Hello folks, and welcome the heck back to Wrong Every Time. This has been an altogether productive week on my end, as my screening crew accompanied a fresh pile of films with a run through Netflix’s recent Avatar: The Last Airbender adaptation, which I’m frankly embarrassed to admit I actually quite enjoyed. Aside from that, my regular DnD group are now gearing up for our third shared campaign, wherein I’ll be stepping back from dungeon mastering to once again participate as a player character. That’s frankly more than fine by me; DMing was an absurd amount of work, and I’m looking forward to taking a break from writing several novels’ worth of narrative-sculpting and quest design to instead portray exactly one character: a goblin cleric with anxiety.
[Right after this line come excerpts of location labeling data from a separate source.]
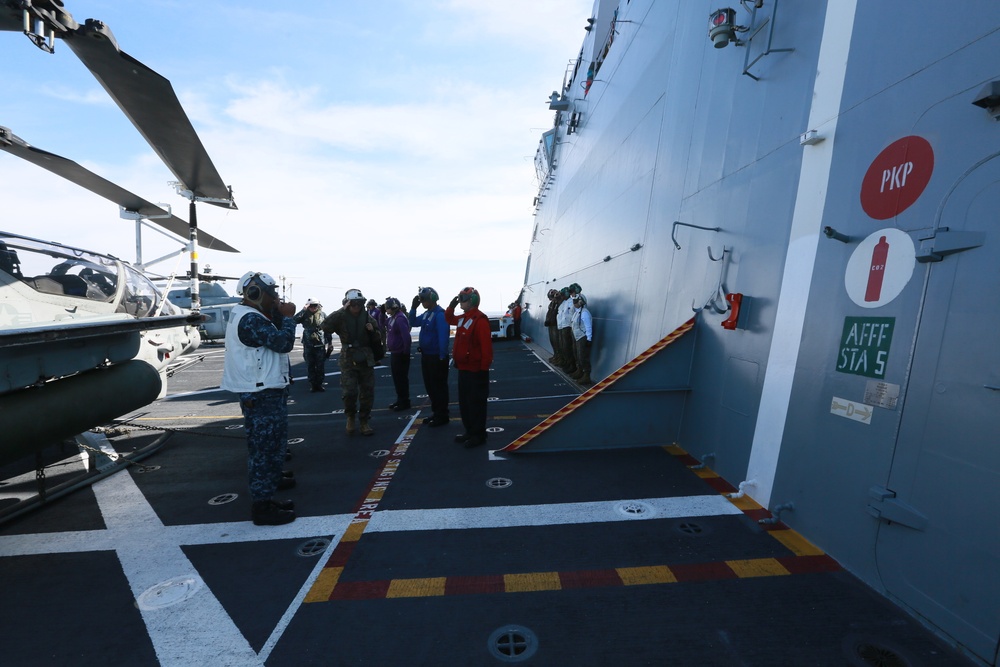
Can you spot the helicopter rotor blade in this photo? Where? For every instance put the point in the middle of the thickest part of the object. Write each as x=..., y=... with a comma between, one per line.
x=149, y=101
x=85, y=178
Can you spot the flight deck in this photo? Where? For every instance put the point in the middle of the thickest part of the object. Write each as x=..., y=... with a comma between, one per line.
x=410, y=549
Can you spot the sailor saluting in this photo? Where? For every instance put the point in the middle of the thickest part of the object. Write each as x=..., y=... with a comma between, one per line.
x=258, y=340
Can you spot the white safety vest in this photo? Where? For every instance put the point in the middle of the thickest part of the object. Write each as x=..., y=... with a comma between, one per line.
x=564, y=316
x=251, y=369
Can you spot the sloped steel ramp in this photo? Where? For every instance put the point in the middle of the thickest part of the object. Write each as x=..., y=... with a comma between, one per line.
x=655, y=383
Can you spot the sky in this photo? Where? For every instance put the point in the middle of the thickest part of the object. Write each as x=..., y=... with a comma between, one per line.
x=381, y=146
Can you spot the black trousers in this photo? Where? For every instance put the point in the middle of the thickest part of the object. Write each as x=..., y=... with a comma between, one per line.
x=473, y=390
x=435, y=372
x=399, y=364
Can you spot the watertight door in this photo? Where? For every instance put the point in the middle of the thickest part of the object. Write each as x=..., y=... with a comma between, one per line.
x=938, y=545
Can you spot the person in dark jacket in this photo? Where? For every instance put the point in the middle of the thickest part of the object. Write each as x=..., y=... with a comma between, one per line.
x=314, y=343
x=473, y=356
x=433, y=346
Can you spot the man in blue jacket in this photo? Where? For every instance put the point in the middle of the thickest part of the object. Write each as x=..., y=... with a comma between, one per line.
x=260, y=335
x=433, y=346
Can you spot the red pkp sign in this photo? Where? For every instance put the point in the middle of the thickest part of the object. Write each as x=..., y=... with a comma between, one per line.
x=897, y=177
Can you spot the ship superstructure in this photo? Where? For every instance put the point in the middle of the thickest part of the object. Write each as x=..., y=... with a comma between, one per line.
x=814, y=182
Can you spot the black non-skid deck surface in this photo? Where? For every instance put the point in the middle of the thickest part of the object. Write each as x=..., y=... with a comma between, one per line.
x=435, y=554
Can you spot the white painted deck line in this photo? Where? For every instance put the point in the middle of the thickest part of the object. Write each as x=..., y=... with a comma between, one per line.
x=197, y=631
x=510, y=516
x=209, y=533
x=800, y=258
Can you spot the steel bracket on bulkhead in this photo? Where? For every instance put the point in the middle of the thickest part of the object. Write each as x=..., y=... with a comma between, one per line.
x=888, y=508
x=943, y=242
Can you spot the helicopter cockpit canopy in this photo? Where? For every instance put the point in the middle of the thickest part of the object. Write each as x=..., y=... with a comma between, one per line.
x=51, y=268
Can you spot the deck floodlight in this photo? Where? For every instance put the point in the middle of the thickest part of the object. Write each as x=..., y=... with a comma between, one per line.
x=557, y=103
x=722, y=27
x=988, y=98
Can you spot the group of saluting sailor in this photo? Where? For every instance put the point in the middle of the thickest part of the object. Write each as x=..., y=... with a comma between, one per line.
x=261, y=333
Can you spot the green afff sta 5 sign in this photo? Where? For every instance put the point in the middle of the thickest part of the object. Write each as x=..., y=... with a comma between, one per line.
x=864, y=346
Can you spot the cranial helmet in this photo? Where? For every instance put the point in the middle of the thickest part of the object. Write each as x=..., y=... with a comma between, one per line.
x=471, y=295
x=253, y=285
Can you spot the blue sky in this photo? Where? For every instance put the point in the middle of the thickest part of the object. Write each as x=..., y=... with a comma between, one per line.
x=378, y=145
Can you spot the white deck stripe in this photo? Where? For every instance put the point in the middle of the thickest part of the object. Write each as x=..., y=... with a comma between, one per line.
x=203, y=634
x=800, y=257
x=510, y=516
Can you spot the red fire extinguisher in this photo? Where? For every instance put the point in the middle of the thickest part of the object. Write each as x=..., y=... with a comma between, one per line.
x=877, y=273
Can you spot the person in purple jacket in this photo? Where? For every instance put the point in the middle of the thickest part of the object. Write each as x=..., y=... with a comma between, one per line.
x=377, y=313
x=398, y=344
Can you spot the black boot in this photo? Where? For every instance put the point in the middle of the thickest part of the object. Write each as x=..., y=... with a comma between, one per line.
x=266, y=513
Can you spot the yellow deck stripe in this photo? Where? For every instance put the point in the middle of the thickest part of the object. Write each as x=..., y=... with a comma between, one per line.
x=535, y=581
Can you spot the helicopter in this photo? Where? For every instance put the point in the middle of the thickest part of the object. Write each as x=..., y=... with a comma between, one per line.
x=86, y=337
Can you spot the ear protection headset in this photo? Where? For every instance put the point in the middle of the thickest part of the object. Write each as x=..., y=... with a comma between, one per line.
x=253, y=292
x=255, y=287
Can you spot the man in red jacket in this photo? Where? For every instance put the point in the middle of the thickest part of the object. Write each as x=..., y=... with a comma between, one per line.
x=473, y=355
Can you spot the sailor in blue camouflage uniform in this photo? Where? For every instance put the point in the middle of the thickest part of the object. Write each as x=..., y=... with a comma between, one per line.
x=315, y=343
x=260, y=334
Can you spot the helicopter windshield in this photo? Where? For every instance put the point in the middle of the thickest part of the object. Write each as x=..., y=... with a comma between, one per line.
x=142, y=297
x=55, y=269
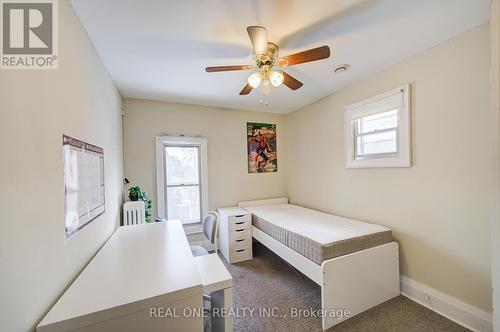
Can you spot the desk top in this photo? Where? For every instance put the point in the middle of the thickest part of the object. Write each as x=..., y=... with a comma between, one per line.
x=140, y=266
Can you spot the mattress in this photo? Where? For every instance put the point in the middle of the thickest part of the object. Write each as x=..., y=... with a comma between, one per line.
x=317, y=235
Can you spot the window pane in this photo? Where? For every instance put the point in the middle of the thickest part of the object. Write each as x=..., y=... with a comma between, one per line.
x=182, y=165
x=184, y=203
x=379, y=121
x=377, y=143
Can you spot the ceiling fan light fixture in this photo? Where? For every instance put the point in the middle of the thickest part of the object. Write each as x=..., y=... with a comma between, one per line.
x=255, y=79
x=266, y=86
x=276, y=78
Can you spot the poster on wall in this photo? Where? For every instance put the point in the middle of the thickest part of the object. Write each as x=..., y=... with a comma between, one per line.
x=83, y=183
x=261, y=147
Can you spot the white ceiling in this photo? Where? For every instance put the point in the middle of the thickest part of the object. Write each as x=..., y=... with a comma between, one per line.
x=156, y=49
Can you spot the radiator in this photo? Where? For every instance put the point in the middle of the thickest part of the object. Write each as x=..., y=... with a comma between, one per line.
x=134, y=213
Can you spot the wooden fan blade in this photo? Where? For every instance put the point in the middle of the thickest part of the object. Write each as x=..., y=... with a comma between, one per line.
x=314, y=54
x=290, y=81
x=227, y=68
x=246, y=90
x=258, y=37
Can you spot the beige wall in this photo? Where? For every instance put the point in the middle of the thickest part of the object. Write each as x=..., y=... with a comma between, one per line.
x=439, y=208
x=495, y=130
x=225, y=130
x=36, y=108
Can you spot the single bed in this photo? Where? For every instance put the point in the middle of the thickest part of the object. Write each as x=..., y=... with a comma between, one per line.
x=316, y=235
x=356, y=263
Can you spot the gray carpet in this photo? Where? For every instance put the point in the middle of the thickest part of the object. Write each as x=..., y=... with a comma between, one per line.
x=269, y=282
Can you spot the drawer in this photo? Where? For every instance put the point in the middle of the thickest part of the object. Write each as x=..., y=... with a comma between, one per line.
x=238, y=255
x=241, y=243
x=238, y=234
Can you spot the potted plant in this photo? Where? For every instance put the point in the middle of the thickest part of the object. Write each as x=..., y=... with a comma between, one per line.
x=137, y=194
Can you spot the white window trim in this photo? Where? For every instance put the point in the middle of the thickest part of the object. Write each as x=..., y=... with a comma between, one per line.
x=161, y=141
x=369, y=106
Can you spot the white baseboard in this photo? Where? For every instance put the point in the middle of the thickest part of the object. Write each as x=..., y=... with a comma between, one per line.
x=461, y=313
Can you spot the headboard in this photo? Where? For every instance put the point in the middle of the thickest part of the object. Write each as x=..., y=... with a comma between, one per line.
x=271, y=201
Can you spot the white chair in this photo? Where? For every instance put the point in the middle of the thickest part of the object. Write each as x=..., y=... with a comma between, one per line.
x=210, y=226
x=217, y=282
x=134, y=213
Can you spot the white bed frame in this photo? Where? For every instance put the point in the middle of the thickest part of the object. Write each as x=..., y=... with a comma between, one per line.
x=355, y=282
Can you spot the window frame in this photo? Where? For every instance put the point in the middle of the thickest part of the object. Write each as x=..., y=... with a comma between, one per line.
x=398, y=98
x=161, y=186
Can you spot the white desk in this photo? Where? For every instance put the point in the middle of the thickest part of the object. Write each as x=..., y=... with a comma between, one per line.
x=140, y=267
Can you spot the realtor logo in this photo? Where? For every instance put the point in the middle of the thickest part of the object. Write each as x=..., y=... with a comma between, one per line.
x=29, y=34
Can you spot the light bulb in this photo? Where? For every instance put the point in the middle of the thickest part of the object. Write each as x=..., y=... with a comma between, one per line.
x=276, y=78
x=254, y=79
x=266, y=86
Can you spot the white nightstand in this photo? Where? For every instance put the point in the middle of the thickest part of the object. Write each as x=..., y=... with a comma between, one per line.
x=235, y=234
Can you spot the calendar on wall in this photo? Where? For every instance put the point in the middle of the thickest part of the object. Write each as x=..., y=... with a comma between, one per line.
x=83, y=183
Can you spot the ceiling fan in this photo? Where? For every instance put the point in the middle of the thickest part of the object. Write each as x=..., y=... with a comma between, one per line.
x=265, y=55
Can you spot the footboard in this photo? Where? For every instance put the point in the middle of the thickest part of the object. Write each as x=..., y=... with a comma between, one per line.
x=356, y=282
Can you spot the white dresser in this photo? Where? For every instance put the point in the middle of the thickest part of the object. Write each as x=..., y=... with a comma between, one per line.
x=235, y=234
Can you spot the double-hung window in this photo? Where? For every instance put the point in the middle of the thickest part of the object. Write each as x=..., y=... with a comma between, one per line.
x=181, y=169
x=378, y=131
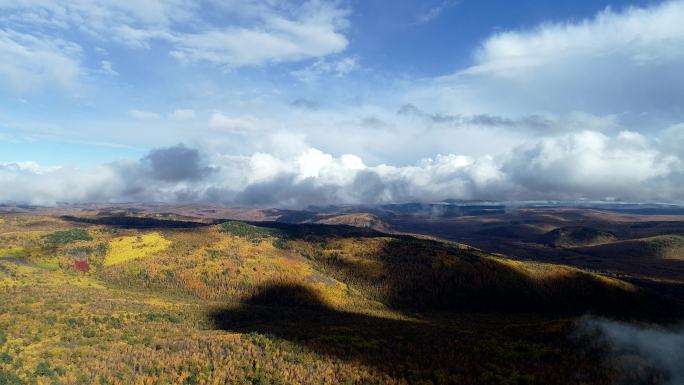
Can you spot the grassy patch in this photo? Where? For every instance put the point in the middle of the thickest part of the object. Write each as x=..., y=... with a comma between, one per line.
x=134, y=247
x=13, y=252
x=67, y=236
x=252, y=233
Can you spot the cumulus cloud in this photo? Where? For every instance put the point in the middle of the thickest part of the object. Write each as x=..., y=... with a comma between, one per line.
x=175, y=164
x=227, y=123
x=640, y=352
x=624, y=61
x=335, y=68
x=182, y=114
x=574, y=166
x=143, y=115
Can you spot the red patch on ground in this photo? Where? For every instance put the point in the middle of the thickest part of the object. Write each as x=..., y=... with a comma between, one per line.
x=81, y=266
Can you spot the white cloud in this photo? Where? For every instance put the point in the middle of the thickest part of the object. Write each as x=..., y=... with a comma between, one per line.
x=143, y=115
x=434, y=12
x=626, y=62
x=107, y=69
x=278, y=39
x=576, y=166
x=227, y=123
x=336, y=68
x=262, y=32
x=182, y=114
x=30, y=63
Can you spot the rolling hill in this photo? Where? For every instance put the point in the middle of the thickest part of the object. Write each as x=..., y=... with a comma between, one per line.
x=120, y=300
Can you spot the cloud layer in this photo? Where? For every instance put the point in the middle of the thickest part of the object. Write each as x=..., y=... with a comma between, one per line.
x=639, y=352
x=573, y=166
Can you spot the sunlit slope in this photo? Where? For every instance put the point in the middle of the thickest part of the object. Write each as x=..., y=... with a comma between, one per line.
x=286, y=304
x=349, y=267
x=658, y=247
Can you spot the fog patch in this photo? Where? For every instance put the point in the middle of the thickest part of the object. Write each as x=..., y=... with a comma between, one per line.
x=641, y=354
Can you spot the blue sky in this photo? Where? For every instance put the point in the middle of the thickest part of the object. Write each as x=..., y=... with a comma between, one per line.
x=434, y=99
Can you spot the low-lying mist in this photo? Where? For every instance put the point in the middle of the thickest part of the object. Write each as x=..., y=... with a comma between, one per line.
x=642, y=354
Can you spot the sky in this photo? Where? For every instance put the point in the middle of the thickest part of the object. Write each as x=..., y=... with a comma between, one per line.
x=297, y=103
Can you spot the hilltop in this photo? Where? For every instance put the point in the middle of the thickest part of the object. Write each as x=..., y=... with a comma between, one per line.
x=126, y=298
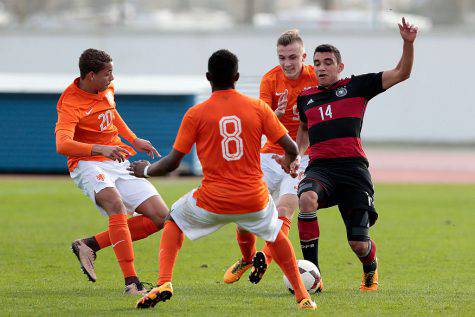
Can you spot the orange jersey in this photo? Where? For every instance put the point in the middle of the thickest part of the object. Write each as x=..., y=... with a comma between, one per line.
x=227, y=129
x=273, y=85
x=85, y=119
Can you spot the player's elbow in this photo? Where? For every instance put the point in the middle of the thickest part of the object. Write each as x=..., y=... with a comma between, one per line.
x=291, y=148
x=404, y=76
x=60, y=148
I’m sure I’ll have more to say about all that after our first session on Monday, but for now, let’s break down a fresh week in film and television!
First up this week was The Strangers, a semi-recent horror hit that was pitched to us as being “not like those other home invasion films,” ie not primarily concerned with gruesome violence and sexual assault. Well, I can confirm that The Strangers largely avoids the ugly, mean-spirited dalliances that frequently make this genre space such uncomfortable viewing… unfortunately, it really doesn’t offer much else to fill its running time.
The film starts off strong, opening in the wake of a clear relational upheaval between Liv Tyler and Scott Speedman. As swiftly becomes clear, Speedman’s marriage proposal was apparently met with an awkward “I need more time,” prompting a heavy emotional tension that cleverly masks the encroaching horror threat. But while the film gleans some decent impact from scenes of our leads fretting in the foreground while masked strangers loom in the distance, it eventually becomes clear that this is all the film will offer; all distant silhouettes and bumps in the night, no energetic setpieces or coherent hurdles for our leads to overcome. I suppose back in 2008, “general spookums” could play as a more elegant alternative to Saw and Hostel, but from a vantage point here in the prestige horror era, I can only feel sorry that “elevated horror” enthusiasts once had to console themselves with such weak tea as this.
We then watched another bawdy ‘80s adventure film, charging through The Sword and the Sorcerer with all possible haste. There’s really not too much to say about this one; you’ve got your nefarious tyrant, you’ve got your ageless sorcerer, and you’ve got a young hero named Talon, renowned for his preposterous three-bladed sword (two of the blades actually shoot out like torpedoes). Come for the ostensibly heroic adventure, stay for the luxurious costuming and set design, a reminder that even C-tier features like this once took place in actual locations with real props and everything. Someone should make me a version of that “look what they need to mimic a fraction of our power” meme with CG Thanos in the background and some goofy Labyrinth puppets in the foreground – that’s basically how I feel about our current era of fantasy aesthetic degradation.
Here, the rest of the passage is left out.